But what do I know? Apparently, nothing. It's done. He admitted back in the fall when he started talking about needing to invest funds in his vehicle the money was in hand, he just did not want to spend it. Then said he was thinking about buying another van, instead of spending a little on the one that is already paid for. What do I know? Apparently, a minuscule amount, as he is still driving he vehicle that is paid for, instead of trading like he planned....

wondering if...

Wednesday, February 1, 2017
.. it.is possible for a person to volunteer her tail off? If so, I came pretty close today, but I just looked to be sure, and find that my backside is still right where it was this morning. I went to work at 5:00 a.m., to get the three hours I gave up yesterday. Tuesday was a day when there were various opportunities on my calendar, things I had agreed to when I thought I would only be working one day a week for the entire month. Three time/hours were there for the taking, so I took it. Went in again early today to get that extra time on  my paycheck.

Left work at 8:30, to go to the elementary school to read the 'Silly Sally' book with a couple of four year olds. And then went back home. To meet with the man who supervises the landscaping at the golf course across the street. Talking about some thoughts I had for adding some perennials and colorful blooms to the area around the sign, by the entrance. He will get some of his 'free labor' (prison trustees) to trim some of the overgrown shrubbery back. I will put out the word and round up some plants people are ready to divide and relocate them in the bed around the sign.
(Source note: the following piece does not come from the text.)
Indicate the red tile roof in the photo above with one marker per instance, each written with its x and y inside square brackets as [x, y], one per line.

Met a friend for lunch and laughs. Then I went to Sam's Club to do the shoppping for weekly church needs, delivered and had a quick visit with an amusing friend on staff.  Sounds like a busy day, huh? I came home and took a nap!

Went back downtown to the Girl Scout office for a Gold Awards introduction/training.  There were eight teens there, high-school-aged girls there who are thinking they might want to pursue higher awards. Ready to know how to start the process and what to do. I thought it was very interesting, informative. Not enough for me to wish I was fifteen again, but helpful for knowing how the program works. I hope those young people will want to make time in their busy lives and put forth the effort to invest in this program. Pretty impressive when they do achieve, reach that goal.

So: literacy tutor, church shopper, Girl Scout volunteer. Busy day.